As we all have to start somewhere, I’ve decided to kick this blog off with talk of a match. Shocking, I know. Eventually I’ll get into some of the back-story of how I ended up becoming interested in tactical precision rifle shooting. I might even discuss a bit about what I do to practice/train before matches. I’ll definitely talk about food though because I have a short attention span and like to eat.
Yesterday our club, AZ Long Range Precision Rifle Shooters (AZ LRPRS), tried something a little different. We invited our club members to meet us at the range for a precision rifle match with a twist. We had stages that were very similar to what we normally do with centerfire rifles, so what was the twist? We asked everyone to bring their .22’s. There were targets set from 25 yards to 300 yards.

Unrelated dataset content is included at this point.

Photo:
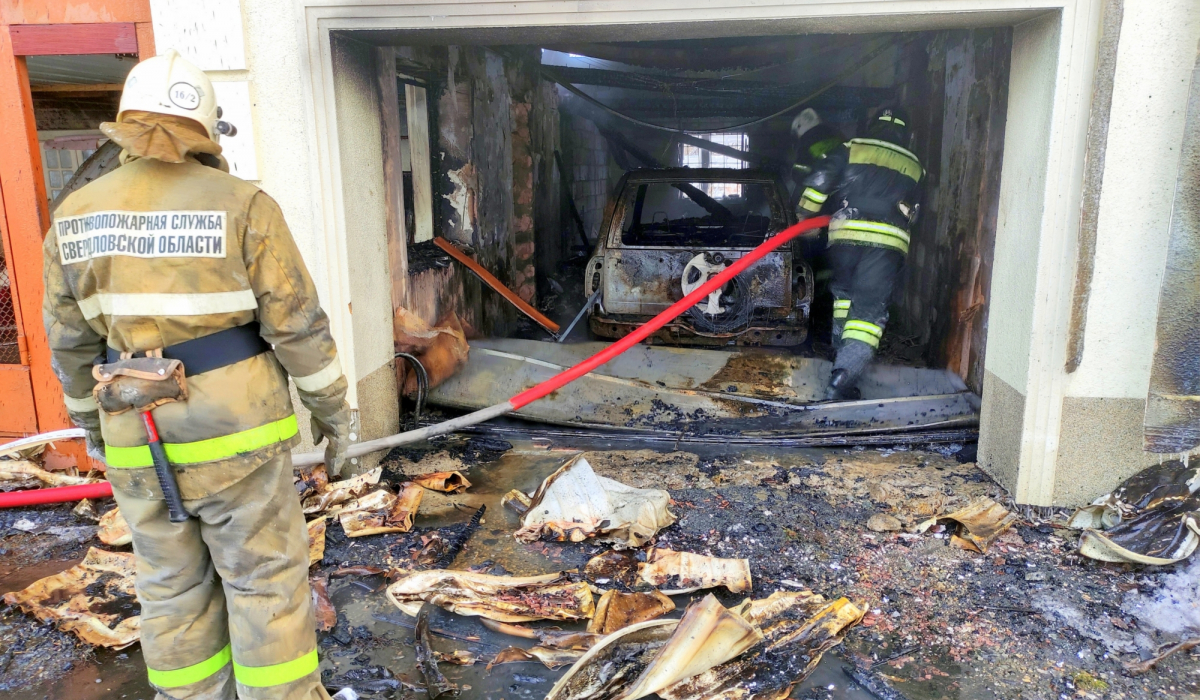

I’d be the first to admit that the allure of shooting a .22LR was lost on me a while back. I had a used, not-nearly-as-accurate-as-it-should-be rifle so I struggled with making impacts. If I’m struggling, then I’m just not having as much fun as I should. All of that changed when my husband bought me a left-handed CZ452 American. Oh, how I love this rifle! I replaced the stock with a Manners Composite T4CZ so it would mirror my other rifles. I have a couple of modifications I’ll make in the future to the stock. My competition stocks are T4A’s and have all had the palm swell built out about an inch for a more comfortable trigger pull. I still need to do that to my .22 stock as well as add some flush cups so I can practice using my sling.
I mounted a Vortex Optics Razor Gen II 4.5-27x scope on top and headed to the range to get it sighted in at 25 yards. I was able to focus on targets down to ¼” in size with zero issues. In fact, I had the rifle zeroed in 3 shots! There were a few jokes about my going overboard with a high power optic on a .22LR… right up until a gentleman showed up with a fixed 36x scope! To be completely honest, I left the magnification at 15x for a majority of the stages. The EBR-2C reticle made it ridiculously easy to utilize holdovers on a stage that required impacts at 100 yards, 200 yards, and 300 yards. My DOPE (data on previous engagement) was .8 mils (milliradian), 6.0 mils, and 11.7 mils. When I tried to dial I felt like one of those folks who still uses an MOA scope in this game! I ended up deciding to dial for the middle target and hold under the target at 100 yards and hold over the target at 300 yards.
Each stage gave the shooter 3 opportunities to shoot for score. Most folks don’t shoot their .22LR’s out to 300 yards, so the first run seemed to be where everyone was gathering their come-up’s. The best of the 3 runs was kept for the shooters overall total. So with 8 stages, the high score would be 80 points.
This match was obviously much more low-key than our normal centerfire precision rifle matches. We’re hoping to have more of these style matches so our regular club members will have the chance to bring their kids and spouses out to play. With half of the stages being prone, and half more along the lines of what we usually do (barricades, rooftops, shooting off rails), it was a great primer for new folks without the associated cost of a centerfire match.
I had so much fun shooting that match yesterday! After the match was over, a few of us decided to challenge each other on the 300 yard target. One of the guys went 5 for 5 standing offhand! I was happy to hit that target 10 out of 10 prone prior to his display of positional prowess. So, not to be completely outdone, I went 5 for 5 kneeling at the same target.
I finished the match in 4th place with 74 points in case you were curious. Perhaps I’ll head to the range today to enjoy the beautiful weather… Sounds like a lot more fun that loading ammo!